# Carpet plants



## trrturne (Jan 17, 2009)

I'm looking for a nice plant that will "carpet" the bottom of my tank. Is there a recommended WPG for these type of plants? Any recommendations on an easy one to maintain?


----------



## Ghost Knife (Mar 12, 2008)

I have been wanting the same type of plant to cover the gravel, but I can't seem to find any. Maybe there's some seeds you can buy online and plant or something like that.


----------



## gil_ong (Apr 15, 2008)

i got some HM from JOM a while abck. killed them when i nuked my tank for snails. they did pretty good. needs moderate light.

i'd spring for some HC is i had more light.


----------



## fishboy23 (Feb 18, 2006)

There are a number of carpeting plants available, but options are limited at low WPG ratings.

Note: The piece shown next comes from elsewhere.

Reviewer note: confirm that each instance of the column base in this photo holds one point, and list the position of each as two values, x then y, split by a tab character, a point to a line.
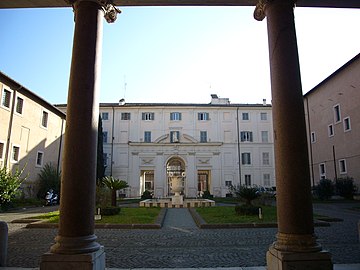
283	260
86	261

As mentioned above, HM (Hemianthus...long name with an M  ) and HC (H. Callitrichoides) are both good carpeting plants, HC the more demanding of the two. HM probably looking about 2-2.5 WPG. 
Marselia species (particulary minuta) are unique carpeting plants that I personally think look interesting, may be worth a try if you're going for a unique look. 
Echinodorus tennelus, the dwarf chain sword, is probably the most popular "carpeting" plant, but can grow fairly high (6", maybe up to 8") in low light (~2WPG) but will stay as low as 2" in high light (3.5-4 WPG). 
Another one, that I actually have been doing well with lately, is what I got as "dwarf sagittaria" (dwarf sag), which for me is staying about in inch tall and spreading runners, thickening nicely. 
Another plant I had that did OK till I messed around with it, was dwarf hairgrass (Eleocharis sp.). Looks a little more grassy than dwarf sag or tennelus, but a neat plant. I'd like to get a hold of some again, actually.
These are pretty much your basic carpeting plants. For those with bigger wallets and more WPG (3-3.5WPG+), oddball things like Rotala "Goias", Ranunculus Inundatus, or even downoi. 
Hope that helps.


----------



## Cacatuoides (Feb 2, 2009)

It helped me for sure!


----------



## gil_ong (Apr 15, 2008)

great info, fishboy. i'll be sure to refer back to this thread when i'm ready for some ground cover again.

one problem i did encounter when i had HM was vacuuming when doing a water change. can't seem to really clean out the gravel under the ground cover well. and having shrimp just complicates matters even more. they just don't seem to know to get out of the way.


----------